Bu başlık altındaki akademisyenler için çoklu değerlendirme sistemine gereksinim vardır. Devletçilik imasında bulunmaya yeltenseniz sözünüzü kesip, asla devletçi olmadıklarını çok iyi yetiştikleri için kendilerine nezaret eden devletin sahip çıkma sorumluluğunu hatırlatırlar.  Bu lütufçu anlayışın farklılaştırılmış bir yansımasıdır.

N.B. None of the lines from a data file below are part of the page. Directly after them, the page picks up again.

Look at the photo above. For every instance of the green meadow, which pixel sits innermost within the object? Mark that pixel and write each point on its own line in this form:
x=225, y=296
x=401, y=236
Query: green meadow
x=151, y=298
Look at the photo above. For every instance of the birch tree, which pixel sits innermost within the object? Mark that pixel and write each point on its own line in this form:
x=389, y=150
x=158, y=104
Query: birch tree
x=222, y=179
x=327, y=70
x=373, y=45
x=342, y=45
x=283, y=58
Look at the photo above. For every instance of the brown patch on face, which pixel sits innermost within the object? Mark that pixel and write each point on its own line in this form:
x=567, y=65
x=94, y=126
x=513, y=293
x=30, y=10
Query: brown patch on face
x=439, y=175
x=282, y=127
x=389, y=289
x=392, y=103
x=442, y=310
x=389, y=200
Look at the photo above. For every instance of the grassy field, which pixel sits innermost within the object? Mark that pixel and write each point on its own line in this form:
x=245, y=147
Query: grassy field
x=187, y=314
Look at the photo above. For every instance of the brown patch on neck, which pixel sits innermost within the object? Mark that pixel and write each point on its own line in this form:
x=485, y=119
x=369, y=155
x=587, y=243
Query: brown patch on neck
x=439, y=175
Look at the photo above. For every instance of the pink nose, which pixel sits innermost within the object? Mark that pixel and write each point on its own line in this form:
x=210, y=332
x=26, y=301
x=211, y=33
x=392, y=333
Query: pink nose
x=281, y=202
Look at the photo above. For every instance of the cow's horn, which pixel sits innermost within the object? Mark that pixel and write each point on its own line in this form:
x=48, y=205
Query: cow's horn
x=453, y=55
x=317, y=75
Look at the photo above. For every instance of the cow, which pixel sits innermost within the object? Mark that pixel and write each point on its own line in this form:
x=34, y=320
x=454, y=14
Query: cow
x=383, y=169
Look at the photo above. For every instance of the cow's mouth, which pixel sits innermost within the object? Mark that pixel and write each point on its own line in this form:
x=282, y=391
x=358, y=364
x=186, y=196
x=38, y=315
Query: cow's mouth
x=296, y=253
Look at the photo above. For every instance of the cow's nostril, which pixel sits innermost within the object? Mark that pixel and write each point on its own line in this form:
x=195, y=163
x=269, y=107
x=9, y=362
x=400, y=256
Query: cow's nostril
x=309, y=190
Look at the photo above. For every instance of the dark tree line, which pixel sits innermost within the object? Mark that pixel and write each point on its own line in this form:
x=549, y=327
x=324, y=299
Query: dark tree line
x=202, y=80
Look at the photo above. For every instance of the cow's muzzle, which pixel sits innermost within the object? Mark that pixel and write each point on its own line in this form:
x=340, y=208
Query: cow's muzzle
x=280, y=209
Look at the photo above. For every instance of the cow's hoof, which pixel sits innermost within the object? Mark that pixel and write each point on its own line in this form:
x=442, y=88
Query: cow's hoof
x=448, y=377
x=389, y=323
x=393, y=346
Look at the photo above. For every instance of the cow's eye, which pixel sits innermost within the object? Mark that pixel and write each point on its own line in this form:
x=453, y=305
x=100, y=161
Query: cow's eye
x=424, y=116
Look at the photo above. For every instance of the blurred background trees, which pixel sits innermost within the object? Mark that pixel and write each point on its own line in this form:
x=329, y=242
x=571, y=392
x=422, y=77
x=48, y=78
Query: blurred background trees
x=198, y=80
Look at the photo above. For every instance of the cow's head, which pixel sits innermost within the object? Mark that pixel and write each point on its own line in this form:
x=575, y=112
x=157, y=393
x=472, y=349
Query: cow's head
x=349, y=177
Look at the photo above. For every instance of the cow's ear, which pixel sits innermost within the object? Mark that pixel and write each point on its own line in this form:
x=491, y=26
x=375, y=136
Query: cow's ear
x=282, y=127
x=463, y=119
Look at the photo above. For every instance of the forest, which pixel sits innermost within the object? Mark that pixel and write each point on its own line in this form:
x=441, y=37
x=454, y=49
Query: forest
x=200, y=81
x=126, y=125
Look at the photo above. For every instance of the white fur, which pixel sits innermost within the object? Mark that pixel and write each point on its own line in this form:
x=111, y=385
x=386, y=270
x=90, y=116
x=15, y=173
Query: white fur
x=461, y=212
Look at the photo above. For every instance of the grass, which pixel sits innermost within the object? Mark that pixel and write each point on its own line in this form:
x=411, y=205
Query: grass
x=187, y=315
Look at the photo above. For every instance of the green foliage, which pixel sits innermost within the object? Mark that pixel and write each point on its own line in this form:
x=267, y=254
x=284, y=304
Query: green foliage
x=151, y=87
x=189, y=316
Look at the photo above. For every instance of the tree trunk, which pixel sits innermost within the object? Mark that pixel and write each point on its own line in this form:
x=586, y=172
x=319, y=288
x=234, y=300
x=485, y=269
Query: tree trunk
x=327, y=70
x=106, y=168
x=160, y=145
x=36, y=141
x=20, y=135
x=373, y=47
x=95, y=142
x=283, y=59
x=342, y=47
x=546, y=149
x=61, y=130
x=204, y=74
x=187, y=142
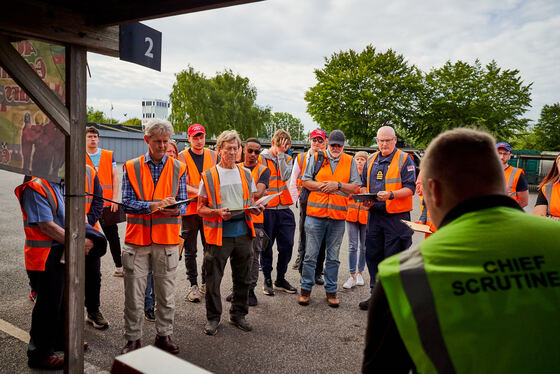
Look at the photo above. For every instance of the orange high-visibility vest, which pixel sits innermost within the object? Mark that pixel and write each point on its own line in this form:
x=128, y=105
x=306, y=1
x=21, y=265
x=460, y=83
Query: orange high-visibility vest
x=90, y=179
x=104, y=173
x=301, y=159
x=552, y=193
x=256, y=174
x=276, y=184
x=512, y=177
x=357, y=212
x=213, y=226
x=37, y=244
x=331, y=205
x=193, y=176
x=145, y=229
x=393, y=182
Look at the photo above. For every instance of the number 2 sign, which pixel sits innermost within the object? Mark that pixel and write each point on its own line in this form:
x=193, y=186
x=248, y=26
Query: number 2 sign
x=141, y=45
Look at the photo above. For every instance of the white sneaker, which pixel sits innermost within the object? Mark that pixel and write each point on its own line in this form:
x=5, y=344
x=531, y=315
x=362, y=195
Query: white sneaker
x=351, y=282
x=359, y=280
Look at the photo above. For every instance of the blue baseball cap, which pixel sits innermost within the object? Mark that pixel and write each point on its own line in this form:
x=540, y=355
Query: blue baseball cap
x=503, y=145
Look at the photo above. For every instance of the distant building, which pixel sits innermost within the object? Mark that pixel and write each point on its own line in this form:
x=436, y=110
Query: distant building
x=153, y=108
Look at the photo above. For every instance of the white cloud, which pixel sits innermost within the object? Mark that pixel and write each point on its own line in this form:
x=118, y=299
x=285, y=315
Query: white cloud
x=278, y=43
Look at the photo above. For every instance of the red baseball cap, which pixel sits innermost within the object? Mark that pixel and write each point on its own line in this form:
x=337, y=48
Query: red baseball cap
x=195, y=129
x=318, y=134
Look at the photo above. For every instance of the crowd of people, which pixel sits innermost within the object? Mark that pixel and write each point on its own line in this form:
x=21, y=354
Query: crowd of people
x=242, y=206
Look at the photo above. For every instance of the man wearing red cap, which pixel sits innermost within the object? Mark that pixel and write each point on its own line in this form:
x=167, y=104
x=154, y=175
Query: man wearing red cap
x=318, y=142
x=516, y=183
x=198, y=160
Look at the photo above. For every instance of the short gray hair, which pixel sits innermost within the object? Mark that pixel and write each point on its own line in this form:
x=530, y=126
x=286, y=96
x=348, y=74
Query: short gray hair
x=158, y=126
x=227, y=136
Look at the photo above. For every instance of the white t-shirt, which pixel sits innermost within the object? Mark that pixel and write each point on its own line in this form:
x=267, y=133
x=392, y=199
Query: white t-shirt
x=231, y=189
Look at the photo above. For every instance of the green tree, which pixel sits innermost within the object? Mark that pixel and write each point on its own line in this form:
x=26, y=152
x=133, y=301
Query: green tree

Ünvan, araştırma, uygulama ve çalışmaları konusunda kendi emeklerini değilde devleti ön plana çıkarmak suretiyle Anayasa ve yasalarla desteklenen kendi saygınlıklarına ek  saygınlık katmak isterler.

Bunlara göre; kimi makamların verdiği şu konuda makale yaz, koferans ver, çalışmalarını yoğunlaştır, direktifleri olağan sayılabilir. Halbuki akademisyenler de konu alanı çalışma disiplini, kendi alacakları inisiyatif, alan araştırma koşulları, toplum gereksinimleri ve bilimin kendisi önemlidir. Bu bakımdan buyrukçuluktan ve buyruklardan asla hazzedilmemesi gerekir.

Devletçiler; bir bakıma kendi yetersizliklerini görmezden gelme, güçlü görünme, her türlü eylem ve işlemlerini, tasarruflarını  rasyonalize etme ihtiyacını gidermek üzere devletçilik tekniğine başvururlar. Devletçilik ilkesi denemez. Çünkü o adı üzerinde bir ilkedir.

Aile, kişilik gelişimleri ve sosyal çevrede gideremedikleri, özgüven ve güvenlik gereksinimlerini sırtlarını devlete dayayarak giderebilecekleri algısına sahiptirler. Böylece arka arama, yalana yanlışa başvurma yerine, en güvenli yolu tercih ettikleri konusunda kendilerini ikna etmişler ve bu durumu olabildiğince içselleştirmişlerdir. 

Şekilcidirler. Buna bağlı olarak form’un, formasyonun en önemli öğe olduğundan hareketle okulöncesinden başlayarak her düzeyde öğretim mesleğinin devletçe denetlenmesi gereği üzerinde sık dururlar. Bu konudaki duyarlılıklarını geneller ve tüm yükseköğretim kurumlarına teşmil ederler. Bu noktada konunun sadece “öğretmen yetiştirme” ile ilgili kısmına benim de katıldığımı itiraf etmeliyim.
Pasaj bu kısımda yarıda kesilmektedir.